MongoDB on EC2 server or AWS SimpleDB?

2019-03-07 16:33发布

What scenario makes more sense - host several EC2 instances with MongoDB installed, or much rather use the Amazon SimpleDB webservice?

When having several EC2 instances with MongoDB I have the problem of setting the instance up by myself.

When using SimpleDB I have the problem of locking me into Amazons data structure right?

What differences are there development-wise? Shouldn't I be able to just switch the DAO of my service layers, to either write to MongoDB or AWS SimpleDB?

3条回答
Bombasti
2楼-- · 2019-03-07 17:04

Now 5 years later it is not hard to set up Mongo on any OS. Documentation is easy to follow, so I do not see setting up Mongo as a problem. Other answers addressed the questions of scalability, so I will try to address the question from the point of view of a developer (what limitations each system has):

I will use S for SimpleDB and M for Mongo.
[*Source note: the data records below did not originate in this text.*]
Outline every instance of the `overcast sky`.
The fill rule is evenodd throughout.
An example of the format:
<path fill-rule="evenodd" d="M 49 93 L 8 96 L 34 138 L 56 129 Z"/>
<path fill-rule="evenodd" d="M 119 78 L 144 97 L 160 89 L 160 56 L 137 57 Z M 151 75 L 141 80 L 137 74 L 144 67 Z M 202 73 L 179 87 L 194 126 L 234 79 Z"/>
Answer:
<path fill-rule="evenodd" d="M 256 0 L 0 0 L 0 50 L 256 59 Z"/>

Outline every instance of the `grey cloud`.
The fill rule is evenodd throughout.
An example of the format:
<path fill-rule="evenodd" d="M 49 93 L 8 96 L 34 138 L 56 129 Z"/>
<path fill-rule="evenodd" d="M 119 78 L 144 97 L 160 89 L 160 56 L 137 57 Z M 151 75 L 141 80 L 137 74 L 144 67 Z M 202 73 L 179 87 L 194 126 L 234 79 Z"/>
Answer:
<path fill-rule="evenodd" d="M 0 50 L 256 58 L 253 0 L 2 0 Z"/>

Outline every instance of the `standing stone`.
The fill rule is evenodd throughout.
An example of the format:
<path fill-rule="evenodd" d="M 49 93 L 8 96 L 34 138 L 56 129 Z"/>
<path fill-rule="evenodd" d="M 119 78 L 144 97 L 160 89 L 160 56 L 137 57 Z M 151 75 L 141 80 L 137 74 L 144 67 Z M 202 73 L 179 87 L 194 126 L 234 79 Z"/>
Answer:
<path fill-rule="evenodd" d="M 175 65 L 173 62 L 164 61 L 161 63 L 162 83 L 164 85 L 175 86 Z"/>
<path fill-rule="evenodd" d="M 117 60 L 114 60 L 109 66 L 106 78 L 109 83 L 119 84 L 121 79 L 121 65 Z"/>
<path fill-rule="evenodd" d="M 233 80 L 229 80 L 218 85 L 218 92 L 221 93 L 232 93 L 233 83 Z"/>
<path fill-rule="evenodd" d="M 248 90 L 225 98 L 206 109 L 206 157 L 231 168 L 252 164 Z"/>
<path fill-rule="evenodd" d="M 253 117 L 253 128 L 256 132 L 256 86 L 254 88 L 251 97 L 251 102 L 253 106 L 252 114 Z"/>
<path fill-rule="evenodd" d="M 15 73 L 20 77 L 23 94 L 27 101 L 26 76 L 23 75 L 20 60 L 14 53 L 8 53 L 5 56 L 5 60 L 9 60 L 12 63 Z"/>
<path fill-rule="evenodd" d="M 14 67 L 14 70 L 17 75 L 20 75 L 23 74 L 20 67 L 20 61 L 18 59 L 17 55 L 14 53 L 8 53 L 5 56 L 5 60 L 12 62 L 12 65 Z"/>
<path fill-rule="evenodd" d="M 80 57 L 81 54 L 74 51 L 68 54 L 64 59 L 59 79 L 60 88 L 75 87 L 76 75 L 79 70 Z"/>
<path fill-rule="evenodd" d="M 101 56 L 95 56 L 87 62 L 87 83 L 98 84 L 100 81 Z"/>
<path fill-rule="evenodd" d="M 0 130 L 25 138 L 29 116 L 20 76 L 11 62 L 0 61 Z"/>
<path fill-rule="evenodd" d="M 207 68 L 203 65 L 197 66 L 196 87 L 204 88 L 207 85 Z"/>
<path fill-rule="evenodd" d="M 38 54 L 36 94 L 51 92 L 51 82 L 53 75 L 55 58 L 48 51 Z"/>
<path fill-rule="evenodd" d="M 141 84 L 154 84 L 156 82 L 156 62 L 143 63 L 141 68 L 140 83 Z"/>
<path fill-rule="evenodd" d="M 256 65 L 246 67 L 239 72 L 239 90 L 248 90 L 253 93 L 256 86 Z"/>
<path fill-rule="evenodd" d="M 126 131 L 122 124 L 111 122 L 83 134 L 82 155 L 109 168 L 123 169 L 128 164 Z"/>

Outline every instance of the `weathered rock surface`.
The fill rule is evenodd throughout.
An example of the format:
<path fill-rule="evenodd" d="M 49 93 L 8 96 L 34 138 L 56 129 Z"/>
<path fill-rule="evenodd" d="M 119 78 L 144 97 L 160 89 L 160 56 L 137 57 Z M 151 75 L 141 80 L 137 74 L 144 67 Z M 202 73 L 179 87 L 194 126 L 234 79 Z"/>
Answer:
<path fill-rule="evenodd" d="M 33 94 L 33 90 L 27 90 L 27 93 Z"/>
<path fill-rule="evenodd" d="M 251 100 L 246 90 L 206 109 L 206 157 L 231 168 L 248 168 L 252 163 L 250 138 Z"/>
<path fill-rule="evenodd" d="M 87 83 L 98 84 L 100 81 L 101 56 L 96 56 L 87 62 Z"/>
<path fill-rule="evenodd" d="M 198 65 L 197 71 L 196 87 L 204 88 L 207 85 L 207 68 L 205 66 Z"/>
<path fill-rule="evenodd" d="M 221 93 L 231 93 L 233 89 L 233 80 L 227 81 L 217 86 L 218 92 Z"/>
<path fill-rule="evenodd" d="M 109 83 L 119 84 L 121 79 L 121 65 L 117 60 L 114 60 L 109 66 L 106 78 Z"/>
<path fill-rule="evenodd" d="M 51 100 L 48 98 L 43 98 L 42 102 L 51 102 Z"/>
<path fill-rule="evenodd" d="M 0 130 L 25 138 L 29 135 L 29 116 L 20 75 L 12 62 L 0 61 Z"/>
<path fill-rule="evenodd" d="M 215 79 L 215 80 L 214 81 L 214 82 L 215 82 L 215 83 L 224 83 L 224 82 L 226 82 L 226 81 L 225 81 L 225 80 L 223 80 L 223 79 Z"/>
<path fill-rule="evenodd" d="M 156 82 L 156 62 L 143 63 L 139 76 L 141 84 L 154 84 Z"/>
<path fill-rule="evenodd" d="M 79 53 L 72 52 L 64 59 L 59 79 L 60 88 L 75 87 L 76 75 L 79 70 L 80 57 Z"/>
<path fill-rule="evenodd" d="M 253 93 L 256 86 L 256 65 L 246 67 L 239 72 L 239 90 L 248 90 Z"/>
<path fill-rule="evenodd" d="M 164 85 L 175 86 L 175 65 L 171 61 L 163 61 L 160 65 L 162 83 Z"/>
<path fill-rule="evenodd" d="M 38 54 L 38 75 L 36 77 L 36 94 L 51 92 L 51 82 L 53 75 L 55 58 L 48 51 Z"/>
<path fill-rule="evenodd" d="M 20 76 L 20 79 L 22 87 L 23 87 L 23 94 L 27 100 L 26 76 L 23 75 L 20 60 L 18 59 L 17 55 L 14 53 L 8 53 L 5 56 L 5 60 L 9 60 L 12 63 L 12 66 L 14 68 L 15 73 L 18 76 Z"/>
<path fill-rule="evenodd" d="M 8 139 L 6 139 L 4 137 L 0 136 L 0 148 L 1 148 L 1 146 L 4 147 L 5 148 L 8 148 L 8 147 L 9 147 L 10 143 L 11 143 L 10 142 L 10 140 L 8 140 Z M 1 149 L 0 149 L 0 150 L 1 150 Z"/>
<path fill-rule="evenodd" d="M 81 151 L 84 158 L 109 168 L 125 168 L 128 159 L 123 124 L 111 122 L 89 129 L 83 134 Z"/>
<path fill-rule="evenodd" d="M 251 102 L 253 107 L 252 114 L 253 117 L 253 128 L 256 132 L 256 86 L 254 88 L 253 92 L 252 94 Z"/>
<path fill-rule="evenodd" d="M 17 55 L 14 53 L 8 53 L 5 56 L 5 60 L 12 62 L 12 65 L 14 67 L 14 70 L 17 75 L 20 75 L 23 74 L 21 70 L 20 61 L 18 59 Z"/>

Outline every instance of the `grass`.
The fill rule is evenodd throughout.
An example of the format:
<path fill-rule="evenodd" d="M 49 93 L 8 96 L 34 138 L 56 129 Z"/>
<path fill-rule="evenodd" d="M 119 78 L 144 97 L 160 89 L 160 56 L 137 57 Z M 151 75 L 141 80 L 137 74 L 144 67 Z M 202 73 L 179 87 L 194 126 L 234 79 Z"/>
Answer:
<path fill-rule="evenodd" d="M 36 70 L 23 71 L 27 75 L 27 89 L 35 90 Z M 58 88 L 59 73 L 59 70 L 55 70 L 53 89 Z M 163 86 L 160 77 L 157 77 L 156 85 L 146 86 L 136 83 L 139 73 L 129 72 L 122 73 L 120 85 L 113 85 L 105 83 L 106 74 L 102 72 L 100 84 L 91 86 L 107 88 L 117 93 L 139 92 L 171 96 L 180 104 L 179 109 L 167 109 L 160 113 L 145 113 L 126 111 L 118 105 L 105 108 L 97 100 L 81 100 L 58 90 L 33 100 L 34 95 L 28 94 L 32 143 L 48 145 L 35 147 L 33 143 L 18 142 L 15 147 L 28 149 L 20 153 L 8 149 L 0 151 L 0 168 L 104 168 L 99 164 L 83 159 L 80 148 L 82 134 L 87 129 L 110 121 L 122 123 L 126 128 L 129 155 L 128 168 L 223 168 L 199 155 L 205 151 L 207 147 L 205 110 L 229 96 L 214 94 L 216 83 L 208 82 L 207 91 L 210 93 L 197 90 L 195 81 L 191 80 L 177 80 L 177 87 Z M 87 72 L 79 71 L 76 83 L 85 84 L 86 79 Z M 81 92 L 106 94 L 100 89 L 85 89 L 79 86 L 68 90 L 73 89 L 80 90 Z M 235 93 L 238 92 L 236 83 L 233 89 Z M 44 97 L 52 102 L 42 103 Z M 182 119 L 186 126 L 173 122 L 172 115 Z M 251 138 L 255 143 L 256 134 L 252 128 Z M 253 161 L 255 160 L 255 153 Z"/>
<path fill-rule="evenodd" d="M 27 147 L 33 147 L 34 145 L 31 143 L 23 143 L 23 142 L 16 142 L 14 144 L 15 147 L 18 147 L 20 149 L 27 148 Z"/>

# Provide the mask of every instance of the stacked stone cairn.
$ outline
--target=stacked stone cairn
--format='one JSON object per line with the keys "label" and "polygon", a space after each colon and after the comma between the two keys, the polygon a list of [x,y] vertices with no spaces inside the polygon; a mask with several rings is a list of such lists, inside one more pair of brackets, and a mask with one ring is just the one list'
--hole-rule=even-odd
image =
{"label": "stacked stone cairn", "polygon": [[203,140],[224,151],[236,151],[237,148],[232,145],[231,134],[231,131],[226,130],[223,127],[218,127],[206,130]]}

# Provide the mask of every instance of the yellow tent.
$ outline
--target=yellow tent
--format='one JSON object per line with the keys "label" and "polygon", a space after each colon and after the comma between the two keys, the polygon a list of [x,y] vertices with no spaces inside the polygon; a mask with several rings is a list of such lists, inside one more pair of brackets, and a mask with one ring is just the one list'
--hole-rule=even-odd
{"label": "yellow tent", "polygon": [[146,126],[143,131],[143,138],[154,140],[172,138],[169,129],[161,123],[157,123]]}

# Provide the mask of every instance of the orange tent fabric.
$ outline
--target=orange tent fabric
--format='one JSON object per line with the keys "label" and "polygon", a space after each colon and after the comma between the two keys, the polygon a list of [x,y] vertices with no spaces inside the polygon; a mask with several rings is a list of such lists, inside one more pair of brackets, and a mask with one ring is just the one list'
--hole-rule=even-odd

  • M is written in C++, S is written in Erlang (not the fastest language)
  • M is open source, installed everywhere, S is proprietary, can run only on amazon AWS. You should also pay for a whole bunch of staff for S
  • S has whole bunch of strange limitations. M limitations are way more reasonable. The most strange limitations are:
    • maximum size of domain (table) is 10 GB
    • attribute value length (size of field) is 1024 bytes
    • maximum items in Select response - 2500
    • maximum response size for Select (the maximum amount of data S can return you) - 1Mb
  • S supports only a few languages (java, php, python, ruby, .net), M supports way more
  • both support REST
  • S has a query syntax very similar to SQL (but way less powerful). With M you need to learn a new syntax which looks like json (also it is straight-forward to learn the basics)
  • with M you have to learn how you architect your database. Because many people think that schemaless means that you can throw any junk in the database and extract this with ease, they might be surprised that Junk in, Junk out maxim works. I assume that the same is in S, but can not claim it with certainty.
  • both do not allow case insensitive search. In M you can use regex to somehow (ugly/no index) overcome this limitation without introducing the additional lowercase field/application logic.
  • in S sorting can be done only on one field
  • because of 5s timelimit count in S can behave strange. If 5 seconds passed and the query has not finished, you end up with a partial number and a token which allows you to continue query. Application logic is responsible for collecting all this data an summing up.
  • everything is a UTF-8 string, which makes it a pain in the ass to work with non string values (like numbers, dates) in S. M type support is way richer.
  • both do not have transactions and joins
  • M supports compression which is really helpful for nosql stores, where the same field name is stored all-over again.
  • S support just a single index, M has single, compound, multi-key, geospatial etc.
  • both support replication and sharding

One of the most important things you should consider is that SimpleDB has a very rudimentary query language. Even basic things like group by, sum average, distinct as well as data manipulation is not supported, so the functionality is not really way richer than Redis/Memcached. On the other hand Mongo support a rich query language.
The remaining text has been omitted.